Adversative connectors do not alter the distribution of the propositional
elements along the lines of GIN and BID. Thus, we find
(19) But that’s not all.
(20) Doch das ist nicht alles.
or
(21) But here the resemblance ends.
(22) Doch hiermit hört die Ähnlichkeit auf.
where the adversative connector precedes a binary information structure in the
first case and a tripartite one in the second case. But there are also sentences like
(23) But this is only part of the story. (h27)
231
232 Monika Doherty
(24) Das ist aber noch nicht alles.
It seems that doch is just added to the discourse determined information
structure, its position being invariant, while aber is itself subjected to discourse
criteria as its position is variable.
Other connectors like allerdings and jedoch are variable, too. The position
of variable connectors is controlled by discourse conditions as they compete
with other potential candidates for initial position.
2.1 Initial connector
In most cases initial connectors in Geman are correlated with given information
in the position after the finite verb. Thus, a sentence like
(25) But their analysis does place eruptions like those of Mount St. Helens in
historical perspective. (v25)
is translated as
(26) Dennoch weist ihre Analyse Vulkanausbrüchen wie dem des Mt St Helens
ihren Platz in der Geschichte zu.
The “analysis” which is referred to by the subject was described in some detail
in the preceding paragraph. The initial position of the connector is also due to
scope conditions: dennoch could only be used in medial position with a change
in meaning (rejecting a straight alternative of the meaning of the verb phrase):
(27) #Ihre Analyse weist dennoch Vulkanausbrüchen wie dem des Mt St Helens
ihren Platz in der Geschichte zu.
Or consider a sentence like
(28) But a CAM3 plant finds itself in a physiological catch-22. (f31)
which is translated as
(29) Jedoch befinden sich diese CAM3 Pflanzen physiologisch in der Klemme.

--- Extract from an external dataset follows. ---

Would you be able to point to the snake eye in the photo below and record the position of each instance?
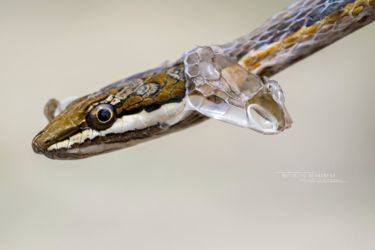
(101, 117)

as its subject takes up the referent introduced by the immediately preceding
sentence. And
(30) However, first impressions can be deceptive […] (s5)
is translated as
Discourse relators and the beginnings of sentences 233
(31) Aber der erste Eindruck täuscht oft […]

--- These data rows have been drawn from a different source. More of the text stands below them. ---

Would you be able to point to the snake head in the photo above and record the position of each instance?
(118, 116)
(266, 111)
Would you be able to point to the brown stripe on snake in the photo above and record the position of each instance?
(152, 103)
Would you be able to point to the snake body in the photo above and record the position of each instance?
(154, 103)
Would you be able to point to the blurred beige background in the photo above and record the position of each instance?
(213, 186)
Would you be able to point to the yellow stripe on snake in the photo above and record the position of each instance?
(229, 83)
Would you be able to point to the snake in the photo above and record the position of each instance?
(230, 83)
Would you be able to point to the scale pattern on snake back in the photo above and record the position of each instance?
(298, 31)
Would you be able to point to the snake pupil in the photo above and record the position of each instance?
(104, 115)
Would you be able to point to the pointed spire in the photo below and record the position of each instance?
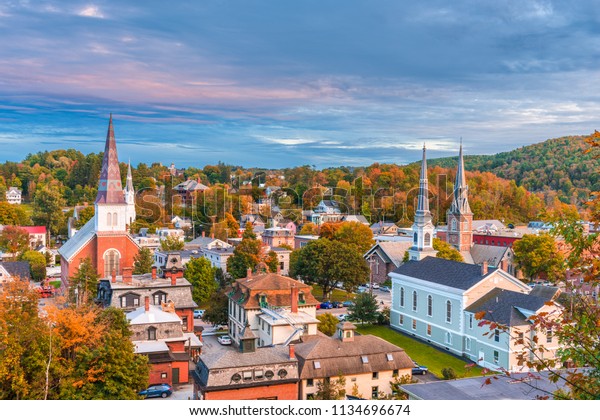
(423, 204)
(460, 202)
(110, 190)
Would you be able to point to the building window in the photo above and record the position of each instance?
(151, 333)
(429, 305)
(111, 262)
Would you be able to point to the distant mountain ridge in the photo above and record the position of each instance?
(556, 167)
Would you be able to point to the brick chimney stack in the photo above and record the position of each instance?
(127, 275)
(294, 300)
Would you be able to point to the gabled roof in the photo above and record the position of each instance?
(17, 269)
(390, 251)
(336, 357)
(454, 274)
(82, 237)
(507, 307)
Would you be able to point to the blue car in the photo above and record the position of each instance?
(158, 390)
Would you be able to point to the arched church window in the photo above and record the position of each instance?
(111, 262)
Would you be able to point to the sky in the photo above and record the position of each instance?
(276, 84)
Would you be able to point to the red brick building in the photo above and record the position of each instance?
(105, 239)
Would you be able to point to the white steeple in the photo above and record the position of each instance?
(423, 227)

because a possible first impression is mentioned in the preceding sentence.
Unlike jedoch and dennoch, aber is not associated with a verb-subject
inversion, but it is unclear whether this difference plays any part in discourse
linking (see 2.5. for some regularities, though).
An analogous position of the adversative connector in English and German
may also be due to a different perspective. Thus, an intransitive sentence with
a new subject
(32) But a warning bell has sounded. (h125)
has been reframed in the translation as
(33) Dennoch haben wir einen Warnruf vernommen.
where the indefinite subject of the original has been turned into the object of a
perceptive verb, while the position of the subject has been filled by the
informationally weak element wir. However, if there are other elements
competing for initial position, the connector will have to give way.
2.2 Medial connector
If the subject contains new or contrasted information, it will precede the
variable connector. Thus
(34) However, animal experiments have shown that for a strong effect interferon has to be used at doses at least 10 times greater than were
employed in any of these clinical trials. (i93)
becomes
(35) Tierversuche haben jedoch ergeben, daß …
because the preceding passage talks about (human) patients with cancer
therapy.
Or take a sentence like
(36) However, at that time interferons had never been properly tested […]
(i7)
which has been translated as
(37) Zu diesem Zeitpunkt verfügt man jedoch ganz allgemein […]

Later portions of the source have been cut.